Pig was made to work with Hadoop.
There’s no question that open source technologies in data science are state-of-the-art and that organizations that adopt them signal that they’re dynamic and future-minded. But open source often lacks a layer of user friendliness, which can limit its adoption to only the most technical members of an organization. In this post, we’ll describe the benefits and drawbacks of open source data science software, and we’ll finish by explaining how democratizing these solutions is at the heart of Dataiku.
The Technical Advantage
We often say that the bleeding edge of data science algorithms and architecture is only about six months ahead of what is being open sourced, whether directly by these companies or via original development or reverse engineering. If you look at a tool like TensorFlow, which is a library for building and training neural networks, there is simply nothing like it on the market right now.
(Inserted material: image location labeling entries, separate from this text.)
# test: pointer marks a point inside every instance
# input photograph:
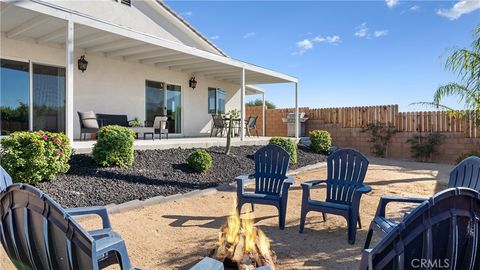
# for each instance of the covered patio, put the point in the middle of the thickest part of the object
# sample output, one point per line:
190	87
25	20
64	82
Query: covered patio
123	53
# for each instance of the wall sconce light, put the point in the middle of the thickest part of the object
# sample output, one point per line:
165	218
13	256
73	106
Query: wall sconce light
82	63
192	83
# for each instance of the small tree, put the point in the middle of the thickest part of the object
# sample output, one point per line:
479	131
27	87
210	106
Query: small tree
232	115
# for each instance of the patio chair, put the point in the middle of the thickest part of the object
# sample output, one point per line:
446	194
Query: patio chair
5	179
346	169
271	182
465	174
89	124
442	233
219	125
160	126
37	233
252	124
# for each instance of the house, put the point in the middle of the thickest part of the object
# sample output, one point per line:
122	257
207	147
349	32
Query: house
141	58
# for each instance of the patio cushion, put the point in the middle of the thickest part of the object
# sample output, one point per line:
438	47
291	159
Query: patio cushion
89	119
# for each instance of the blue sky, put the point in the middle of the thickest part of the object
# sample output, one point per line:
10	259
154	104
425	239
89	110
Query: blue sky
345	53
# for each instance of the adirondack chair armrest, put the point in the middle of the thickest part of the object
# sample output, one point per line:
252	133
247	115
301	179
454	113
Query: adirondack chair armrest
384	200
100	211
241	181
312	183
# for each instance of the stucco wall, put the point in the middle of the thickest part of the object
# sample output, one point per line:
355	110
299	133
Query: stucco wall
114	86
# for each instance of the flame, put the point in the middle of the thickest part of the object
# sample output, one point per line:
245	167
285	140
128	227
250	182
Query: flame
249	231
263	242
233	225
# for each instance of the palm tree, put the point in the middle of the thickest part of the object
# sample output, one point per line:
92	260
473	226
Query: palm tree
466	63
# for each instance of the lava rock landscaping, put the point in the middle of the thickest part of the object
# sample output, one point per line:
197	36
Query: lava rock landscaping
154	173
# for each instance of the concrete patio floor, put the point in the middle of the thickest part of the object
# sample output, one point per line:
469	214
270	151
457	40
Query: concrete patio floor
82	147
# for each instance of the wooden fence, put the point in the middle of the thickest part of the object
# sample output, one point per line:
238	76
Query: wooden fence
359	117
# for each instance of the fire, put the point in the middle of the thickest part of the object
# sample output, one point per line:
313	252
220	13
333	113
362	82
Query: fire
242	243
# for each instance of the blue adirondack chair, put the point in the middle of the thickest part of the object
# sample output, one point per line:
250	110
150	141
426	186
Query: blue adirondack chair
5	179
346	170
442	232
271	182
37	233
465	174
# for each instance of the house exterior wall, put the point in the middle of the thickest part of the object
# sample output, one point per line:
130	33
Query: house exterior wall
118	87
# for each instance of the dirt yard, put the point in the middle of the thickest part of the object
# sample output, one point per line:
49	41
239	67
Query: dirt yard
177	234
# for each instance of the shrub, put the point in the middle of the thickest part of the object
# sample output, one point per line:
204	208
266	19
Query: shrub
114	147
423	147
321	141
465	155
34	156
200	160
289	145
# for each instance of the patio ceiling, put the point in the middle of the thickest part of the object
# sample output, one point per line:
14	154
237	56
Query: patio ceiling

It was open sourced by Google (specifically by their Google Brain project) in late 2015, which means that anyone using it is using the same standard that Google is using for their neural network development.
If you contrast this with proprietary solutions, the quick access to advanced technologies is a clear advantage.
Attracting and Keeping Talent with Technology Honey
Finding, hiring, and keeping data scientists (i.e., people with a background in machine learning) is hard. The fact that they are very much in demand has two impactful results for employers: they cost a lot to hire, and they have a lot of options. One sort of “technological honey” you can use to attract the best talent is open source solutions, which allow users to hone their skills on tools that will become more widespread in coming years.
It’s important to remember that this talent is not uniform. Some machine learning experts code in Python, others in R -- if your organization uses open source tools, then it might not matter to you. While if you use a proprietary solution, you can only recruit people who know (or are willing to learn) the solution you use.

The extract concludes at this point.